Objective: To examine whether Type D personality exerts a stable, independent effect on health status in CHF over time, adjusted for depressive symptoms.
Subjects: CHF outpatients (n = 166; 75% men; mean age 66 years) completed the Type D Scale and Beck Depression Inventory (baseline) and the Minnesota Living with Heart Failure Questionnaire and Short-Form Health Survey (baseline and 12 months).

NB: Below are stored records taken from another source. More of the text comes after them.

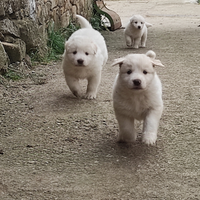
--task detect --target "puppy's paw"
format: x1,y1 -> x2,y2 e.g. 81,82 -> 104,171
126,43 -> 132,47
84,92 -> 96,99
133,45 -> 139,49
72,91 -> 81,99
142,132 -> 157,145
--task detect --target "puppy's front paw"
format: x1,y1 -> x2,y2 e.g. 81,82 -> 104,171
126,43 -> 132,47
84,92 -> 96,99
72,91 -> 81,99
133,45 -> 139,49
142,132 -> 157,145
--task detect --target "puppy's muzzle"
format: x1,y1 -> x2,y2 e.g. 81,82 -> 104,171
133,79 -> 141,87
77,59 -> 84,65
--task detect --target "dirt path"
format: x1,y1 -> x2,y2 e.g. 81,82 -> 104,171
0,1 -> 200,200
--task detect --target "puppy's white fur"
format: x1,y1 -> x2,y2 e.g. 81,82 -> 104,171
124,15 -> 152,49
112,51 -> 163,145
62,15 -> 108,99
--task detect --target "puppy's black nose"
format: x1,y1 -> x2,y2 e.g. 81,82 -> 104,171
77,59 -> 84,65
133,79 -> 141,86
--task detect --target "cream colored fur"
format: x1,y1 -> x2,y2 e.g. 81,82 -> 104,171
62,15 -> 108,99
124,15 -> 152,49
112,51 -> 163,145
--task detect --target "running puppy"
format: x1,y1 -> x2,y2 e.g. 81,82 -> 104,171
112,51 -> 164,145
62,15 -> 108,99
124,15 -> 152,49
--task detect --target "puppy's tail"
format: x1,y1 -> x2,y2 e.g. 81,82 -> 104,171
76,15 -> 92,28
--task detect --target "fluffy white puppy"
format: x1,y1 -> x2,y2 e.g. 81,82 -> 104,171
112,51 -> 163,145
124,15 -> 152,49
62,15 -> 108,99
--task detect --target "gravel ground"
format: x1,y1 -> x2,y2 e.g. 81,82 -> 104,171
0,1 -> 200,200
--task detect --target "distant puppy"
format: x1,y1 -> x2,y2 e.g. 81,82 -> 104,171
62,15 -> 108,99
124,15 -> 152,49
112,51 -> 163,145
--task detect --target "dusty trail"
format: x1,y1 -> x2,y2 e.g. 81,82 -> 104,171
0,1 -> 200,200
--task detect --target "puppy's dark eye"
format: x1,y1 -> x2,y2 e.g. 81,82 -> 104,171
127,70 -> 132,74
143,70 -> 148,74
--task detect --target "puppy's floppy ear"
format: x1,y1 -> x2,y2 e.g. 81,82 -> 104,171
91,42 -> 98,54
65,40 -> 71,52
145,22 -> 153,28
111,57 -> 125,67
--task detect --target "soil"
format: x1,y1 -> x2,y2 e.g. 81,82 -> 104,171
0,1 -> 200,200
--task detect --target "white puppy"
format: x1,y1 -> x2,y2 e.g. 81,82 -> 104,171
124,15 -> 152,49
62,15 -> 108,99
112,51 -> 163,145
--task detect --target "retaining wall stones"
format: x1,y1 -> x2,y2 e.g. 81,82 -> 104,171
0,0 -> 93,73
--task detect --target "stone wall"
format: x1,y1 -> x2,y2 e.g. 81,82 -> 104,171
0,0 -> 93,73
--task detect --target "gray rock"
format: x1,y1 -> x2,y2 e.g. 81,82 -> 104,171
0,19 -> 20,38
2,39 -> 26,63
0,42 -> 9,74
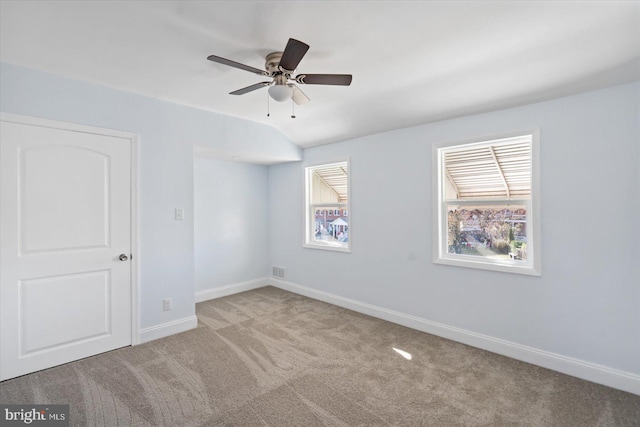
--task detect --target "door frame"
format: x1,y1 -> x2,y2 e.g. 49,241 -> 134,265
0,112 -> 140,345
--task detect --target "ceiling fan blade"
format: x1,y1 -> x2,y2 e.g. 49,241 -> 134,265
296,74 -> 353,86
280,39 -> 309,71
287,83 -> 311,105
229,82 -> 271,95
207,55 -> 269,76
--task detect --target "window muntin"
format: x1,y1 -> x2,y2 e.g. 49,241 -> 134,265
305,161 -> 350,251
434,132 -> 540,275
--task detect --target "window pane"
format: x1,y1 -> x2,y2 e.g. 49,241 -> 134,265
312,208 -> 349,248
447,203 -> 527,261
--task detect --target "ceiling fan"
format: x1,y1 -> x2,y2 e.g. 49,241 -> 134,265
207,39 -> 352,105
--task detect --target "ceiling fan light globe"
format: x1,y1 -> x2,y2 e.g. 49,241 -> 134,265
269,85 -> 293,102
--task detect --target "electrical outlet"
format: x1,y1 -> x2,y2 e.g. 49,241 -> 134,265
271,265 -> 285,280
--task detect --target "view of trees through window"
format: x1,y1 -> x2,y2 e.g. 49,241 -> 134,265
447,204 -> 527,261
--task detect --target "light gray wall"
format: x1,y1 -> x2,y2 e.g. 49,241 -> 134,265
0,63 -> 300,328
193,158 -> 270,292
269,83 -> 640,374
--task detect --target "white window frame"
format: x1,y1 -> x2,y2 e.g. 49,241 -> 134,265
302,158 -> 353,253
432,129 -> 542,276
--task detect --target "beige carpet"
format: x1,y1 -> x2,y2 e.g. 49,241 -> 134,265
0,287 -> 640,427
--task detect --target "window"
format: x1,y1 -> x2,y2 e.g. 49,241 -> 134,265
305,161 -> 350,252
433,131 -> 540,275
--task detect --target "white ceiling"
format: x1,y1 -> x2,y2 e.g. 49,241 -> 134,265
0,0 -> 640,147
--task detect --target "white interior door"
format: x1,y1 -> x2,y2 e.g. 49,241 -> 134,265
0,116 -> 132,380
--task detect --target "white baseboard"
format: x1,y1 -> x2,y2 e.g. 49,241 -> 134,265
269,278 -> 640,395
138,316 -> 198,344
195,277 -> 269,303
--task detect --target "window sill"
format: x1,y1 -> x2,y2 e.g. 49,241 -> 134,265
302,243 -> 351,253
433,258 -> 542,276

Results: There was a general improvement in disease-specific physical (p = .029) and mental (p < .001) health over time, but Type D patients scored significantly lower on both outcomes (p < or = .001). The interaction effects Type D x time were not significant, indicating stability of the personality effect. Type D patients also scored significantly lower on all generic physical (p values between .001 and .04) and mental (all p values < or = .01) health status subdomains; these effects were also stable over time. Type D was an independent predictor of disease-specific mental health (p < .001), social functioning (p = .04), role emotional functioning (p < .001), bodily pain (p = .05), and general health (p = .04), adjusted for depressive symptoms, baseline health status and clinical characteristics. Depressive symptoms was an independent predictor of role physical functioning and bodily pain.
Conclusions: Type D personality and depressive symptoms were independent predictors of impaired health status in CHF.